The United States has approved the possible sale to Saudi Arabia of up to 153 tanks, hundreds of machine guns and other military gear in a deal worth $1.15 billion, the Pentagon said Tuesday.
The announcement coincided with news that Saudi-led coalition warplanes had resumed air strikes on Yemen's capital for the first time in three months, killing 14 people and shutting the airport after UN-brokered talks were suspended.
State Department spokeswoman Elizabeth Trudeau said she was "very concerned" by Tuesday's casualty reports, but did not directly comment when asked if the State Department worried US weapons being sent to Saudi Arabia could be used against civilians.
"We regularly talk to our partners and our allies around the world. You know, civilian casualties are obviously of grave concern to us," she said.
According to the Defense Security Cooperation Agency (DSCA), Riyadh had requested the possible purchase of up to 133 American M1A1/A2 Abrams tanks that would be configured to Saudi needs, plus another 20 to replace damaged tanks in their fleet.
Additionally, the deal would include 153 .50-caliber machine guns, 266 7.62mm M240 machine guns, smoke grenade launchers, armored recovery vehicles and a range of other hardware.
The US State Department has approved the "possible" sale and notified Congress on Monday, the DSCA said.
Congress has 30 days to block the sale, though is unlikely to do so.
"This proposed sale will contribute to the foreign policy and national security of the United States by helping to improve the security of a strategic regional partner which has been and continues to be a leading contributor of political stability and economic progress in the Middle East," the DSCA said in a statement.

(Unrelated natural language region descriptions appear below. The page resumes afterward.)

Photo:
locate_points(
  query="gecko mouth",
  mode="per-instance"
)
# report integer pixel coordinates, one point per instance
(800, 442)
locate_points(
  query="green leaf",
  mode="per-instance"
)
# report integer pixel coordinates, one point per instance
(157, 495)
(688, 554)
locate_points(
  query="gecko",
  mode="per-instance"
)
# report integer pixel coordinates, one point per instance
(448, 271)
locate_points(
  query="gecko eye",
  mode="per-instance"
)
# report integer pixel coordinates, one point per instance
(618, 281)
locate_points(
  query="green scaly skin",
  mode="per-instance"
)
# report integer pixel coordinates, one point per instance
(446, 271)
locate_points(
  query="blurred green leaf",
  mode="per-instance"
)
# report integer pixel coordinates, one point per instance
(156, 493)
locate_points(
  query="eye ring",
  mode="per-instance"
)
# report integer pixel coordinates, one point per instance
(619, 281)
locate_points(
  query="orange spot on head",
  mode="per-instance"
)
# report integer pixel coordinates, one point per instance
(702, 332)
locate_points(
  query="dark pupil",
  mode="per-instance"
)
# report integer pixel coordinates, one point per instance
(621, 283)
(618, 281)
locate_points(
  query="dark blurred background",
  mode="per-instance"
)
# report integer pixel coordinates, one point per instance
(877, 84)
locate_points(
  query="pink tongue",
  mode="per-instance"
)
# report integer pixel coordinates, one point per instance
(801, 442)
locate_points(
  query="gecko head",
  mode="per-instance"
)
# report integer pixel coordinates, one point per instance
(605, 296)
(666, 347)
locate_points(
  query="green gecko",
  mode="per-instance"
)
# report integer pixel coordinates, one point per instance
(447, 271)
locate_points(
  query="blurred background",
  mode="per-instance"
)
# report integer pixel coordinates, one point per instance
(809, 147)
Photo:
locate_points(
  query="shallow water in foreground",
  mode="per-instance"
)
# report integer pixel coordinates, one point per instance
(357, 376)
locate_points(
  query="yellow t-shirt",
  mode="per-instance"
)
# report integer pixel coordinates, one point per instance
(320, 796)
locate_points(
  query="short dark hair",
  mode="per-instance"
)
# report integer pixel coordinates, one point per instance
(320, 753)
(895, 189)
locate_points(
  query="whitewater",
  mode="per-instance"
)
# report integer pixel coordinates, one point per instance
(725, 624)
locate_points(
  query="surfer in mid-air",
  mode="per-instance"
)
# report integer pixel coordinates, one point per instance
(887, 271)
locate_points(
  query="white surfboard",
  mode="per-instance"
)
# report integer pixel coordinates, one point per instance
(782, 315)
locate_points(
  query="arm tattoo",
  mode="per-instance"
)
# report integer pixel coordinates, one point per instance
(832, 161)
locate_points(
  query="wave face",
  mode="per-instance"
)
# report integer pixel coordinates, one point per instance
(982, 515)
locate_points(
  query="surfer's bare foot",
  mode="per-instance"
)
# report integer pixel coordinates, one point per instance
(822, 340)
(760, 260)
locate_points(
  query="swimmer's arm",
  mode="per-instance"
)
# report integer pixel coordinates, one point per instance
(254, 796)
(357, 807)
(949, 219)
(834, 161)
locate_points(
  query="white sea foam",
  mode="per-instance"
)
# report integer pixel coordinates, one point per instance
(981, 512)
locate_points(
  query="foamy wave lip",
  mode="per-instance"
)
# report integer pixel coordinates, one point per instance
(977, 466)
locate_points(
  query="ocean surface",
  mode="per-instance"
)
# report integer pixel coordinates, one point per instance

"The addition of these tanks and recovery vehicles to the (Saudi military's) inventory will enhance Saudi Arabia's ability to support its soldiers in the field and to defend the Kingdom's borders."
- 6,400 dead -
The Pentagon announcement made no mention of the conflict in Yemen, where the Saudi-led coalition intervened in March last year after Shiite Huthi rebels and allied forces loyal to former president Ali Abdullah Saleh overran Sanaa.
Tuesday's raids included a strike on a food factory in Yemen's rebel-held capital Sanaa, medics said.
Factory director Abdullah al-Aqel gave a higher toll of 16 killed and 10 wounded, adding that all the victims were workers.
The Al-Aqel factory, which makes potato chips and is near a military equipment maintenance center targeted in the raids, was struck during working hours, he added.
The UN says more than 6,400 people, mostly civilians, have been killed in Yemen since the coalition air campaign began last March.
The fighting has also driven 2.8 million people from their homes and left more than 80 percent of the population needing humanitarian aid.
Saudi Arabia also forms part of the US-led coalition fighting Islamic State jihadists in Syria and Iraq.
Last November, the United States approved a $1.29 billion deal to replenish the Saudi air force's arsenal, depleted by its bombing campaign in Yemen.